Here’s another quote from Page 12 in the suppressed report from a Kentucky teacher. This one discusses confusion in our elementary schools during the switch to Common Core about what is now required in elementary school math instruction:
You could have counted on one hand the number of math[ematics] teachers at the elementary level who knew what the shifts were in math[ematics]. They didn’t even know they [instructional shifts] existed.
Here is another Kentucky teacher’s comment from Page 14 in the AIR report:
Everything is so different because of the need to master these learning targets that are so much more aggressive than what we are used to.
On Page 15, the report has this telling statement about things Teacher Leaders in Kentucky told the research team from AIR:
In addition, teachers and TLs in Kentucky and Louisiana reported that districts did not always provide training for new (and new-to-the-district) teachers.

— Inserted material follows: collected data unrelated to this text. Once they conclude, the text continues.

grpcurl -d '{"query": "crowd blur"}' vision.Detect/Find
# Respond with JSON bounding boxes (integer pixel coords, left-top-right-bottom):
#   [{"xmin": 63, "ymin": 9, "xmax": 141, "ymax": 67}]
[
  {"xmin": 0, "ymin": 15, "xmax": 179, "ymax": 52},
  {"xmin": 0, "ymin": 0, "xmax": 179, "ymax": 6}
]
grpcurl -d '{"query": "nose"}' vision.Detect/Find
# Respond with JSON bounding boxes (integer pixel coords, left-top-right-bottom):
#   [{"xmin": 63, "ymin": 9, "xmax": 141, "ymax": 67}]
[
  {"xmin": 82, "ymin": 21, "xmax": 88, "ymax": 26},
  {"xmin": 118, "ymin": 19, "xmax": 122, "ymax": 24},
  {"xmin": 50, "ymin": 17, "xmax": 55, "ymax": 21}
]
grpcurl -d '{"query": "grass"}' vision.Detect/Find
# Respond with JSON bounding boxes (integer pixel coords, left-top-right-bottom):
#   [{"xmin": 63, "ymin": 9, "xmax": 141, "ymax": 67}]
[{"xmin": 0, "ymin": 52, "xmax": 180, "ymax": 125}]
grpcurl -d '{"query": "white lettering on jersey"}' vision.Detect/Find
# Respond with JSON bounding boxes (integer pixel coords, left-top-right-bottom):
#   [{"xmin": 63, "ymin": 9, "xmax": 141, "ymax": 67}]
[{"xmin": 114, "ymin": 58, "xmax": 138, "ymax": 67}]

So, Kentucky’s teachers have been complaining about training and other serious Common Core problems. But, so far as the public is concerned, those teachers might as well have been talking to the wall. Just because rank and file Kentuckians have not heard much about teachers’ Common Core complaints in the Bluegrass State does not mean nothing is being said.
By the way, this is far from the first time that a report that riled education leaders has been waylaid, but that still doesn’t make this right.
Going forward, I am not going to be very supportive of the notion that Kentucky’s teachers are not speaking out about Common Core. Perhaps the only reason we are not hearing their complaints is because Kentucky’s teachers are too afraid to openly speak out for fear of retaliation. But, the problems are there. The American Institutes for Research’s unpublished report proves that.